The Creative Spectrum

This is an excerpt from Unceasing Worship: Biblical Perspectives on Worship and the Arts by Harold M. Best, pp. 180-181.

Artistic culture is a vast expanse.  Deep within its workings, it is also seamless, even in the face of vivid differences between, say, grunge rock and Renaissance motets or street rap and Milton’s poetry.  It is especially important for Christians to see it this way, because this is surely the way God sees it.  Just as he is no respecter of persons, so he is no respecter of styles.  He does not love the Baroque artifactual signature any more than that of the South Pacific Rim.  Nor would he prefer, if he were a dancer, the polka over the hora.  He is Lord of diversity, Creator of the human imagination and Master of every one of its artistic ways.  His lines of demarcation are based on faith or its absence, authentic worship or inauthentic worship.  His call to excellence is based on how we are becoming better than we were yesterday more than how we place in a static aesthetic hierarchy.  A Bach cantata is no more a musical password into his favor than a Zulu harvest song or an Indian raga.  When the Scriptures call out to the nations to rejoice, they do not call for an artistic Esperanto, a colorless and hypothetical language, a test-tube Pentecost.  Nor do they call out to a panel of artistic experts to determine what might please the King of kings.  They call out to the many cultures to use their instruments, their tongues, their shapes, textures and gestures, their vivid twists and turns.  God is happy with the plethora.  He loves its faith-driven clamor and hilarious tintinnabulation.  It comes to him from everywhere and from all times, translated into eternal speech by the blessed Paraclete, in whom groans, mutterings, silence, singing, dancing, shaping, masterpieces and pastiches make up a transfigured jubilee.

It is only a secular or paganized culture that chooses to divide people on the basis of their artistic preferences and choices.  It is a spiritually connected culture that takes cultural differences, works through the tensions that they may create and comes to the blessed condition of mixing and reconciling them and of stewarding their increase and growth.  It is therefore not amusing to hear about how we are to embrace the poor, eat and drink with sinners and cross racial and ethnic lines, only to find out that leadership, back home in the safety of the local fortress, is afraid to do the analogous kind of embracing when it comes to the arts and to the commingling of their styles.  “Not in my style” may really and truly mean “Not my kind of people,” except when it comes time for the yearly youth group trip to Mexico or the occasional spade turnings for another habitat.  Why do we go outside the church to diversify when we fail to do so within it?

If this resonates in your spirit as it does mine, buy the book.  There is much, much more to glean.


2 responses to this post.

  1. I guess this is where some individuals begin the ethnic diversification vs. cultural diversification argument.
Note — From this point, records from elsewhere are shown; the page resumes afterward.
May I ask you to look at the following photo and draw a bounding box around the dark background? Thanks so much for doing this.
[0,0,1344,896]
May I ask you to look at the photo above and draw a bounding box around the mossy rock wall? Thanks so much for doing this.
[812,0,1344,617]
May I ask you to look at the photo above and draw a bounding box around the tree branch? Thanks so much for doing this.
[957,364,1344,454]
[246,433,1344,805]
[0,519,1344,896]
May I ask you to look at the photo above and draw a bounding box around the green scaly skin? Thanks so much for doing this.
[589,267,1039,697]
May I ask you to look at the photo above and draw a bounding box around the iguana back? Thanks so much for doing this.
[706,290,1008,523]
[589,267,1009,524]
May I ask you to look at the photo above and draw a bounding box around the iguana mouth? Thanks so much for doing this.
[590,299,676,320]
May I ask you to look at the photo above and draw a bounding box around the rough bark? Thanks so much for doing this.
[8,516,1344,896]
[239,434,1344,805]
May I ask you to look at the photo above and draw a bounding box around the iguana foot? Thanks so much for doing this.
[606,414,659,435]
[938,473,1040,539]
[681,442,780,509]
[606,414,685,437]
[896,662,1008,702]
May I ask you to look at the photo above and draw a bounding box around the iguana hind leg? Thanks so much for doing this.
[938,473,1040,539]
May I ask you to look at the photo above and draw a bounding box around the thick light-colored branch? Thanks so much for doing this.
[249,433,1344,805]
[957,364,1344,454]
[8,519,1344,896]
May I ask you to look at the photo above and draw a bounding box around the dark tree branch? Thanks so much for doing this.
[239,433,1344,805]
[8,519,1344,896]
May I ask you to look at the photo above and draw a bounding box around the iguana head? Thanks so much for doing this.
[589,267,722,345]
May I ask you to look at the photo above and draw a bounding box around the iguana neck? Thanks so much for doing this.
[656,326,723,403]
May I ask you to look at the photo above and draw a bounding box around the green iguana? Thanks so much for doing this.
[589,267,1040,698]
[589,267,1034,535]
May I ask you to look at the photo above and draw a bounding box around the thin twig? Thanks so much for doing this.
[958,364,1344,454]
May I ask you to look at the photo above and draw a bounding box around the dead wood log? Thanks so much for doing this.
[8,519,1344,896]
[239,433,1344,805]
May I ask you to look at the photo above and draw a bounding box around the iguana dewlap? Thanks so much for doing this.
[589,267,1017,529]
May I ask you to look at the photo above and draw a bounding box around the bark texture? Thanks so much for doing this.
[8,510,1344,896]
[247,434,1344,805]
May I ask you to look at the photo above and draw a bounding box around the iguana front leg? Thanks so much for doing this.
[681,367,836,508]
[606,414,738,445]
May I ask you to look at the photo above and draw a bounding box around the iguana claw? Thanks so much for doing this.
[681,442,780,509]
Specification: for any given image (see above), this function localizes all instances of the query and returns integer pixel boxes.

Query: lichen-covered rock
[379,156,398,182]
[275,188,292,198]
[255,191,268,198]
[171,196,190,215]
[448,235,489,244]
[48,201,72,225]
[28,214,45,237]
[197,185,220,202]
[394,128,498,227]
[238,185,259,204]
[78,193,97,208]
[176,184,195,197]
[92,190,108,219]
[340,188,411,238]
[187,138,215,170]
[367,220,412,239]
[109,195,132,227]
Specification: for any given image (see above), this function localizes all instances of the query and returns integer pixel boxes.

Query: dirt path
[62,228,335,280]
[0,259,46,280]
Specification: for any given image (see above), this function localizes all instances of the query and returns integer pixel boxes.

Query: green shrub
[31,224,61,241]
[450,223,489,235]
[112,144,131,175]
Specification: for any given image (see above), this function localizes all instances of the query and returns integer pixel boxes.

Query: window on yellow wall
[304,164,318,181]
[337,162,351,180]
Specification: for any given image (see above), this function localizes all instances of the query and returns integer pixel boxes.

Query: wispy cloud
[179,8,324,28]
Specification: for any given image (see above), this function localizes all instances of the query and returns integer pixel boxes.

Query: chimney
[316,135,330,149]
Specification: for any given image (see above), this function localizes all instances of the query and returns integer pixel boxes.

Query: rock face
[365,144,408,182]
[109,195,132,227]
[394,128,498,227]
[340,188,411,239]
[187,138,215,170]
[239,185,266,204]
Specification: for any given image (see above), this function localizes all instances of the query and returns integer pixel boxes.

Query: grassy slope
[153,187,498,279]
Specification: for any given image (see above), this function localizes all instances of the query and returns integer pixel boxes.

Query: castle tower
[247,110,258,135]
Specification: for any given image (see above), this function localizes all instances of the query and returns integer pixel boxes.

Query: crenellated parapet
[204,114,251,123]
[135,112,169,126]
In other words, ethnic styles and amalgamation of them into the church is biblical; however, ethnicity and culture are not the same because a culture can contain sinful elements. Therefore, one must determine if the practice he is about to bring into the church is just part of the ethnic group he is dealing with (e.g. African church music vs. American Fundamental Baptist Church Music) or if the the element is a part of their culture that they, themselves avoid or are cautious about because they believe it to be sinful (i.e. Most conservative pastors in the African continent will tell you that they know a line not to cross in their worship services because there are certain elements of their cultural music that they do not want in their churches).

    I have heard this argument proposed lately and I was wondering if you had heard it before and what you thought about it or even if it applies to the topic at hand. Thanks!


  2. Wow, good stuff. That book has just made my must read list. Thanks for the post.